Schon lange gilt die amerikanische Autorin Sapphire als eine der bedeutungsvollsten Schreiberlinge der afroamerikanischen Sub-Kultur der vereinigten Staaten. Analytisch und dennoch gefühlsvoll verleiht sie einer weiterhin unterdrückten Ethnie eine Stimme der Revolution. Einen Ruf, dem viele filmische Produzenten und Kreative gerne folgen! Eine Bewegung, an dessen Ende Precious wartet. Die erste Adaption eines der kraftvollen Romane von Sapphire. Und schon der vollständige Originaltitel der Produktion zeigt, das Naheverhältnis zu jener Quelle: Precious: Based on the Novel Push by Sapphire - die Titelverschiebung bedingt durch markttechnischen Mechanismen der heutigen Filmgesellschaft (startet doch beinahe gleichzeitig ein weiterer Film mit demselben Namen, der aber reichlich wenige Analogien mit Sapphires Werk zu lassen). Erfolgsproduzent Lee Daniels, der schon mit seinem bewegenden Südstaatendrama Monster's Ball eine Oscarnominierung einheimsen konnte, findet für seine zweite Regiearbeit mit der Vorlage einen zutiefst erschütternden Ansatzpunkt, der viele Menschen vor den Kopf stoßen wird. Denn das triste Epos von Precious spielt in einem New York, welches für die meisten Zuschauer ein anderes Universum darstellt. Die Bilder des Big Apples, welcher in den verklärten Darstellungen eines Hollywoods dargeboten werden, zerreißen jenes andere Hollywood bis auf die tiefsten Wurzeln. All die romantischen Liebeserklärungen werden vergessen.
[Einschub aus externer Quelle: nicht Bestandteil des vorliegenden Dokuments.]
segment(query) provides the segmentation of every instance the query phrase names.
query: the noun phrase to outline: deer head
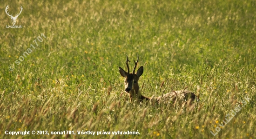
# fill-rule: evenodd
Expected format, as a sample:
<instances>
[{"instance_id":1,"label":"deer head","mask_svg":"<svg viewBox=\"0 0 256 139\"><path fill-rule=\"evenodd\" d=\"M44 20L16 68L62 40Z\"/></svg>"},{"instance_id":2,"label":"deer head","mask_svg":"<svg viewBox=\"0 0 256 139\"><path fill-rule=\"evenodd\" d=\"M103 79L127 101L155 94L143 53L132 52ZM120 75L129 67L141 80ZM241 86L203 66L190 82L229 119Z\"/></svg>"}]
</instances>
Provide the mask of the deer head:
<instances>
[{"instance_id":1,"label":"deer head","mask_svg":"<svg viewBox=\"0 0 256 139\"><path fill-rule=\"evenodd\" d=\"M129 66L128 65L128 62L130 62L128 60L128 57L126 55L126 66L127 66L127 72L125 71L121 67L119 67L119 72L121 75L125 78L124 80L124 86L125 87L125 92L129 95L130 100L131 102L133 99L135 98L136 99L140 96L140 90L139 85L138 85L138 81L140 77L142 74L143 68L143 66L140 67L139 69L137 71L137 72L135 73L135 70L137 64L138 64L138 61L139 60L139 55L137 59L137 61L134 63L135 66L134 67L133 73L130 73L130 71L129 69Z\"/></svg>"},{"instance_id":2,"label":"deer head","mask_svg":"<svg viewBox=\"0 0 256 139\"><path fill-rule=\"evenodd\" d=\"M15 16L14 17L13 17L13 14L12 14L12 15L10 15L9 14L9 13L7 13L7 9L8 9L9 8L9 5L7 5L7 7L6 7L6 8L5 8L5 12L6 13L6 14L7 14L7 15L9 15L10 17L11 17L11 19L12 19L12 22L13 23L13 25L15 25L15 23L16 23L16 20L17 19L17 18L18 18L18 16L19 16L19 15L20 15L20 13L21 13L21 12L22 11L22 9L23 9L23 8L21 6L20 6L20 13L19 13L18 15L17 15L17 14L16 14Z\"/></svg>"}]
</instances>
Die komödiantischen Fernsehauftritte der Metropole den Flammen vorgeworfen. Denn in Precious entsteht eine Schreckensgestalt, die jeglichen Vergleich mit Krüger & Co nicht scheuen muss. Wir, die Leser von Statistiken, Zahlen, abstrakten Berichten werden tief in einen Abgrund gezerrt, der keinen Ausweg verspricht. Kalt und ohne Verblendung zeichnet Regieneuling Lee Daniels mit subtil einfachen Bildern eine tief unter die Haut gehende Atmosphäre. Jene Schicksale, welche uns nur aus Zahlen bekannt sind, werden zu realen Personen. Das Leiden dieser zu unserem Gefährten in die Tiefe seelischer Grausamkeiten. Ein Trip, aus dem der Cineast nur schwerlich unberührt entfliehen kann.
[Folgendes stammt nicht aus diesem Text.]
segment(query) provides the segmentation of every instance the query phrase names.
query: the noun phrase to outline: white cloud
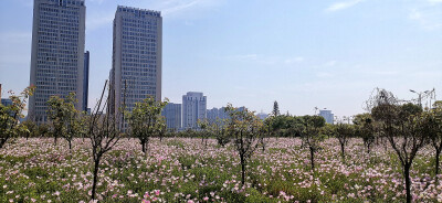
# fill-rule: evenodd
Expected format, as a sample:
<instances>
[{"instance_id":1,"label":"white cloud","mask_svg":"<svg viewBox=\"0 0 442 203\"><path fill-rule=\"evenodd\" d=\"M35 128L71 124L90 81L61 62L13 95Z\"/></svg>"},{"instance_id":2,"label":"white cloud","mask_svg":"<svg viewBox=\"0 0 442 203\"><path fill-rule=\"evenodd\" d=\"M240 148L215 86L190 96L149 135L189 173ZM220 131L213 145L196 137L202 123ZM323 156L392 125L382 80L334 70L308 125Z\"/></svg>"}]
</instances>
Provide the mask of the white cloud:
<instances>
[{"instance_id":1,"label":"white cloud","mask_svg":"<svg viewBox=\"0 0 442 203\"><path fill-rule=\"evenodd\" d=\"M221 1L223 0L162 0L154 8L157 8L162 15L167 17L197 8L212 8L219 6Z\"/></svg>"},{"instance_id":2,"label":"white cloud","mask_svg":"<svg viewBox=\"0 0 442 203\"><path fill-rule=\"evenodd\" d=\"M304 57L296 56L296 57L293 57L293 58L286 58L284 62L286 64L301 63L301 62L304 62Z\"/></svg>"},{"instance_id":3,"label":"white cloud","mask_svg":"<svg viewBox=\"0 0 442 203\"><path fill-rule=\"evenodd\" d=\"M418 22L425 30L442 28L442 12L440 10L432 10L430 8L412 9L408 18Z\"/></svg>"},{"instance_id":4,"label":"white cloud","mask_svg":"<svg viewBox=\"0 0 442 203\"><path fill-rule=\"evenodd\" d=\"M357 3L362 2L364 0L351 0L351 1L341 1L341 2L335 2L330 4L327 9L325 9L328 12L334 12L334 11L339 11L343 9L348 9L350 7L356 6Z\"/></svg>"},{"instance_id":5,"label":"white cloud","mask_svg":"<svg viewBox=\"0 0 442 203\"><path fill-rule=\"evenodd\" d=\"M428 0L430 3L442 3L442 0Z\"/></svg>"},{"instance_id":6,"label":"white cloud","mask_svg":"<svg viewBox=\"0 0 442 203\"><path fill-rule=\"evenodd\" d=\"M112 28L112 22L114 21L114 12L109 12L105 15L94 15L86 18L86 31L95 30L102 26Z\"/></svg>"},{"instance_id":7,"label":"white cloud","mask_svg":"<svg viewBox=\"0 0 442 203\"><path fill-rule=\"evenodd\" d=\"M326 62L326 63L324 64L324 66L325 66L325 67L332 67L332 66L335 66L336 63L338 63L336 60L332 60L332 61Z\"/></svg>"}]
</instances>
Life is hard. Life is short. Life is painful. Life is rich. Life is … PRECIOUS
Es ist harter Tobak, welcher Daniels seinem Auditorium hier serviert. Armut, Rassismus und schließlich Tod. Es scheint beinahe so, als ob die Protagonistin nur des Leidens eingeschrieben ist. Stets sinkt sie tiefer. Doch trotz der tiefen seelischen Erniedrigungen: Precious sieht ein Licht am Ende des Tunnels. Daniels musste in die tiefsten Abgründe vordringen, um dem „Alltäglichen“ das Hoffnungsvolle zu geben. Für die meisten Zuschauer werden die Erfolge, welche die Hauptdarstellerin nach und nach verzeichnen kann, aus dem Kontext gerissen als reiner Alltag – und schlimmstenfalls sogar als noch weniger – erscheinen, doch in diesem birgt das Schönste, was man sich vorstellen kann: Eine Zukunft. Der Regisseur gelingt mit seinem Kleinepos eine düstere Darstellung der heutigen Gesellschaft, welche aber im Fortschreiten des Films eine glückliche Botschaft entfalten kann. Was beginnt mit Amelie-esken Traumphantasien, die auf ein besseres Leben verweisen, endet in dem Entkommen aus der Tristes. Dem Regisseur gelingt in diesem Kniff eine düstere Form des Good-Feel-Movies zu schaffen, der die gesellschaftliche Realität nicht ausblendet, sondern viel mehr zur Prämisse erhebt, um ein erhabenes Gefühl der Hoffnung in uns allen zu versetzen.
Fazit:
Lee Daniels zweite Regiearbeit ist ein verängstigender Trip in die dunkelsten Tiefen der menschlichen Gesellschaft. Das nach dem Roman von der Kultautorin Sapphire entstandene Werk gibt den abstrakten Zahlen unserer Gesellschaft ein Gesicht, welches das Leiden, aber auch die Hoffnung auf das Zukünftige genausten visualisieren kann. Precious ist wohl, trotz kleinerer Schwächen im Aufbau, einer der überwältigendsten, da ernsthaftesten Good-Feel-Movie des bisherigen Kinojahrs.